Attempt 2

The obvious solution to the problem presented in the previous attempt would be to try and reduce the number of unacceptable units by making the average gap narrower. So what happens if we reset the aim of the bearing process down by 0.01mm?

We are now producing bearings with a radius of 10.04mm ±0.09mm. This will mean that the distribution of the gaps will have moved down to 0.04mm ±0.13mm. The revised distribution is shown below.

You will note that the red section at the right of the curve which shows the proportion of unusable assemblies has decreased, while the proportion of assemblies which will not fit has grown.
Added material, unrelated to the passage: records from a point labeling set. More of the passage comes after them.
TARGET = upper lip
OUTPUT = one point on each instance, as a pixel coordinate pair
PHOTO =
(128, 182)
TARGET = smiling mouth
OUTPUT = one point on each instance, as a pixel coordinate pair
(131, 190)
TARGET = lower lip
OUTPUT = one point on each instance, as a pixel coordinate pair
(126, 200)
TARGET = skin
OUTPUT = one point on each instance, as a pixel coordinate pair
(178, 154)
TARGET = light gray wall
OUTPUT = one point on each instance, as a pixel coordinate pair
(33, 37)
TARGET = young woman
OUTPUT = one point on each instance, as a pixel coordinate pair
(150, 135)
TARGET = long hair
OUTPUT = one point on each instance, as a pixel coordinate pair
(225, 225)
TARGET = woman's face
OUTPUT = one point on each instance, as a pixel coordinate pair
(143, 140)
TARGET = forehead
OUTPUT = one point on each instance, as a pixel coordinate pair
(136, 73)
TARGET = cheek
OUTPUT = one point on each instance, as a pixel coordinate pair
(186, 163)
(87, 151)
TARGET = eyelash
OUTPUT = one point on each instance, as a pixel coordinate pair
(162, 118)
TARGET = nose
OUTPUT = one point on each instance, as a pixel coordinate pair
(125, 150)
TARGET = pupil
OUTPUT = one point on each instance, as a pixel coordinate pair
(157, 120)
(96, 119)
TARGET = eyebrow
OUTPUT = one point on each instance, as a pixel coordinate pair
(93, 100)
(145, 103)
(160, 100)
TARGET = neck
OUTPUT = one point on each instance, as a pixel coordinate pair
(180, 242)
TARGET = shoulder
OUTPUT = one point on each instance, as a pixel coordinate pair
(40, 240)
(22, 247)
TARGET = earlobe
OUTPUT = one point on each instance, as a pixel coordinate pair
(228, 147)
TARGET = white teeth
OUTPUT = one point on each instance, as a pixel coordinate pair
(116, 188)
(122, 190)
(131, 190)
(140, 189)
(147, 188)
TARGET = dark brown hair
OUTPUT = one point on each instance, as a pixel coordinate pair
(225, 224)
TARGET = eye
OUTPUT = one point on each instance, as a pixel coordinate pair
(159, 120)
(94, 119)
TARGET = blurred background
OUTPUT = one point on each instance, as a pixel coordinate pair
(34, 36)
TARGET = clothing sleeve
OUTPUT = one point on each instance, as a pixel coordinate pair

By calculating the probabilities once again we find the following:

• About 17% of the time, a randomly selected shaft and bearing will not fit together.
  
  
• About 8% of the assemblies will be too loose.
  
  
• About 35% of the assemblies will be ideal.

This means that of our 1000 initial assemblies, about 170 won't fit, about 80 will be too loose, and about 350 will be ideal. Just as we did before, we shall have to refit the shafts and bearings which don't fit together. The table below shows what will happen at each level of assembly and reassembly.

In the end then, we will have gone through the process of assembling a shaft and a bearing together 1205 times to get 1000 final assemblies, of which 904 are suitable and only 422 are ideal.